MoneyLaw: Student Evaluations

Thursday, February 01, 2007

Student Evaluations

The focus on Moneylaw is usually scholarship and for good reason. At least with scholarship there are things to count whether downloads, citations, or number of lines on a resume. There is little discussion of teaching although, but for the teaching function,we would not have jobs. The lack of discussion I think can be traced to the absence of any reliable way to measure teaching effectiveness. It is a credit to (although not much of one) contributors or commentators to Moneylaw that no one has suggested that student evaluations are measures of teaching effectiveness. It is common knowledge that high evaluations can the be result of excellent teaching but can also be the result of easy teaching, funny teaching, weenie roasts and, I suspect, some other things that have not occurred to me.

Could this issue be addressed? I have not kept up with the literature but I recall efforts in undergraduate math courses to determine the relationship between student evaluations and teaching effectiveness. The teachers all used the same book and gave the same exam. In one study, after holding constant for as many variables as possible, there was a negative correlation between exam scores and the students’ evaluations of the teachers. When I taught economics we did the same thing in a principles course. We taught the same chapters and gave a common exam. In our case there was no correlation although there was a great range in how the students ranked the teachers.

Suppose a school had 4 contracts sections. The professors could agree on the same book and the same coverage and devise a common exam which they also all agreed to grade. (The grade for the experiment could be the average grade from the 4 professors.) With a total of 400 students, you would have 400 evaluations of the teachers and 400 final exam scores. LSAT, GPA, etc., could all be factor out so the focus would be on how much the students “learned” and what the students thought of the professor.

This would be terribly time consuming and there may be some statistical issues to iron out. Plus, I am not convinced that the exam – as opposed to what happens five years from now – is a great indicator of teaching effectiveness. Still, isn’t it about time that someone in our profession took a close look at student evaluations to determine if they tell us anything useful and, perhaps, to determine whether they are actually a disincentive to teaching effectively.

9 Comments:

Anonymous said...: Jeff,

Are you taking gender and race effects into account when you discuss teaching evaluations? There's been much literature, including statistical analysis, which talks about how women and minorities routinely receive lower scores on teaching evaluations, controlling for other variables. This is particularly true when the professors are junior faculty, no matter what field.; 2/01/2007 1:46 PM
Jeffrey Harrison said...: Laura: I did not know that and it presents yet another complication is determining if evals and effectiveness are related.

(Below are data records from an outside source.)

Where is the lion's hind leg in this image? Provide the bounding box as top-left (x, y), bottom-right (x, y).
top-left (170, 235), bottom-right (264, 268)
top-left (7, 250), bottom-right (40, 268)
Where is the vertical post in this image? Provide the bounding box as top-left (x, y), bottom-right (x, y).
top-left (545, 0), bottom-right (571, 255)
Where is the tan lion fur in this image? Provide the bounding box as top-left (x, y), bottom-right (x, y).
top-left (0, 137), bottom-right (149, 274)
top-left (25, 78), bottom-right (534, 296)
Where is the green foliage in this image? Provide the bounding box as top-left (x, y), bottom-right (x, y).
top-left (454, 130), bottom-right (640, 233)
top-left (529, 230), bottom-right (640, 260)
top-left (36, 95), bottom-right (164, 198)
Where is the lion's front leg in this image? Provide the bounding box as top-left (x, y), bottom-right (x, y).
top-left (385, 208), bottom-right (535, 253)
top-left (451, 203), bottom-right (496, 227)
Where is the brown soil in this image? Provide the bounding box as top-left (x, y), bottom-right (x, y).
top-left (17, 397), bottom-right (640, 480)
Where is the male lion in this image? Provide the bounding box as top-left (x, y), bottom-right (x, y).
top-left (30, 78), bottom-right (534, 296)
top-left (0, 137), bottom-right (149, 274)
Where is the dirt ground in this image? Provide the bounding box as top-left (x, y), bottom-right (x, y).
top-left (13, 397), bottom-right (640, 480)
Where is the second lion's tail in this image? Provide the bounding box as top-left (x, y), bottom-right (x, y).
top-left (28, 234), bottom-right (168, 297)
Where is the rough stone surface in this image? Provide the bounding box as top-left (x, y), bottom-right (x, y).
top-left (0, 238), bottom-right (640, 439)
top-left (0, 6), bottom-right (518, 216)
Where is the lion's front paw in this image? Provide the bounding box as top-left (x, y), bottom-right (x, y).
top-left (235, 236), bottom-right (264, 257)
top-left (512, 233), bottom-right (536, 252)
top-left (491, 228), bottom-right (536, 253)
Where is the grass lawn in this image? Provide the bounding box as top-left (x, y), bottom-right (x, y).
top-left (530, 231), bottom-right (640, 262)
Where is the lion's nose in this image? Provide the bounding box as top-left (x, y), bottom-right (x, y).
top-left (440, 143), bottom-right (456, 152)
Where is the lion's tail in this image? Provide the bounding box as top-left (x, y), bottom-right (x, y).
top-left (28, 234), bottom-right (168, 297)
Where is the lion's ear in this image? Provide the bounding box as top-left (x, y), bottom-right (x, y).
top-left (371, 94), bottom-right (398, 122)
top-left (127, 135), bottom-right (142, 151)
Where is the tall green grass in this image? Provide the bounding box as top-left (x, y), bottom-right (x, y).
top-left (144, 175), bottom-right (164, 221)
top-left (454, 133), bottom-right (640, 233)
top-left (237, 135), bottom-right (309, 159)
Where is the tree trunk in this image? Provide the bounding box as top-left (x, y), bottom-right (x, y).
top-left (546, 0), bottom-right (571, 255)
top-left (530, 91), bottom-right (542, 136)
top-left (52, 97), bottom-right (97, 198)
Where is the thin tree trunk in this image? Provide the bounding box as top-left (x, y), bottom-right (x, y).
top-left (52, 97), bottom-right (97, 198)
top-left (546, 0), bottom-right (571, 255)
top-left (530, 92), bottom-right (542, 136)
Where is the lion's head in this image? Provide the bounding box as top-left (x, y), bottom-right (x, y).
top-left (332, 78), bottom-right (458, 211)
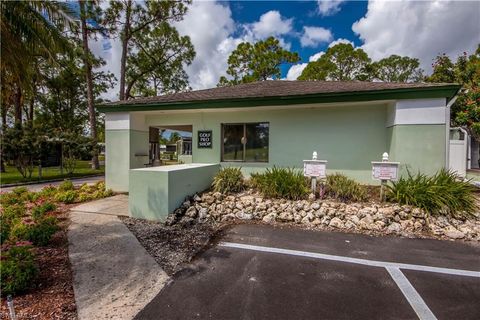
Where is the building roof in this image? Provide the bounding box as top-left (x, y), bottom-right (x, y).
top-left (99, 80), bottom-right (460, 112)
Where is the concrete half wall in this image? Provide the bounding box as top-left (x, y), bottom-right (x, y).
top-left (129, 163), bottom-right (220, 221)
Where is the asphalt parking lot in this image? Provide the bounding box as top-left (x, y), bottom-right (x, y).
top-left (136, 225), bottom-right (480, 319)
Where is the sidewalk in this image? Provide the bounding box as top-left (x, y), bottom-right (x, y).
top-left (0, 176), bottom-right (105, 192)
top-left (68, 196), bottom-right (168, 320)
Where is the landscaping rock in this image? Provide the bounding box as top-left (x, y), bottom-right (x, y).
top-left (166, 190), bottom-right (480, 241)
top-left (444, 226), bottom-right (465, 239)
top-left (328, 217), bottom-right (345, 229)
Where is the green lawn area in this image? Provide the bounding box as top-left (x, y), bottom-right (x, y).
top-left (0, 161), bottom-right (105, 185)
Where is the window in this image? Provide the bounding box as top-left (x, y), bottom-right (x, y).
top-left (222, 122), bottom-right (269, 162)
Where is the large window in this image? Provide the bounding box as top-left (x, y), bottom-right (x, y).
top-left (222, 122), bottom-right (269, 162)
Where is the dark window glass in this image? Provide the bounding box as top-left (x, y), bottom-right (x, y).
top-left (223, 124), bottom-right (244, 161)
top-left (222, 122), bottom-right (269, 162)
top-left (245, 123), bottom-right (268, 162)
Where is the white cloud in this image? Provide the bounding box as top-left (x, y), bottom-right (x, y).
top-left (328, 38), bottom-right (355, 48)
top-left (352, 1), bottom-right (480, 72)
top-left (308, 51), bottom-right (325, 62)
top-left (90, 1), bottom-right (293, 95)
top-left (88, 36), bottom-right (122, 101)
top-left (317, 0), bottom-right (345, 16)
top-left (251, 10), bottom-right (293, 38)
top-left (176, 1), bottom-right (239, 89)
top-left (286, 63), bottom-right (308, 80)
top-left (176, 5), bottom-right (293, 89)
top-left (300, 27), bottom-right (333, 47)
top-left (285, 51), bottom-right (325, 80)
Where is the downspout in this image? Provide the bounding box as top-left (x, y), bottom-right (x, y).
top-left (445, 94), bottom-right (458, 170)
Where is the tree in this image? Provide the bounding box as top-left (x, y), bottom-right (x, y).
top-left (426, 53), bottom-right (457, 83)
top-left (105, 0), bottom-right (193, 100)
top-left (298, 43), bottom-right (373, 81)
top-left (78, 1), bottom-right (100, 170)
top-left (372, 54), bottom-right (424, 82)
top-left (125, 22), bottom-right (195, 99)
top-left (218, 37), bottom-right (300, 86)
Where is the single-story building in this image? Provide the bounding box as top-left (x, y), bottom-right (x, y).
top-left (99, 80), bottom-right (460, 217)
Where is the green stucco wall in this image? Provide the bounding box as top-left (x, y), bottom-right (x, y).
top-left (129, 164), bottom-right (220, 220)
top-left (387, 124), bottom-right (446, 174)
top-left (146, 104), bottom-right (387, 183)
top-left (105, 129), bottom-right (149, 192)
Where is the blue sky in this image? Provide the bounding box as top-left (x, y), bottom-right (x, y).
top-left (91, 0), bottom-right (480, 100)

Bill: I agree with virtually everything you have said. I have some reservation about whether really high evals are evidence of good teaching. I think low ones though are indications that something is amiss.

As you suggest we need to avoid relying on anecdotes but here is one anyway. A couple of years ago some students were angry about the possibility that classroom laptop use would be limited. The started a blog: Angry Gator. In the course of that an number of them complained about poor teaching generally. Someone responded by noting that our evals are public and that most professors are ranked as good to excellent. The response from at least some of the blogger was that the student tended to give high evals as part of the "deal" -- don't make my life difficult and I will take care of you on the evals. It did not mean that they thought the teaching was actually good.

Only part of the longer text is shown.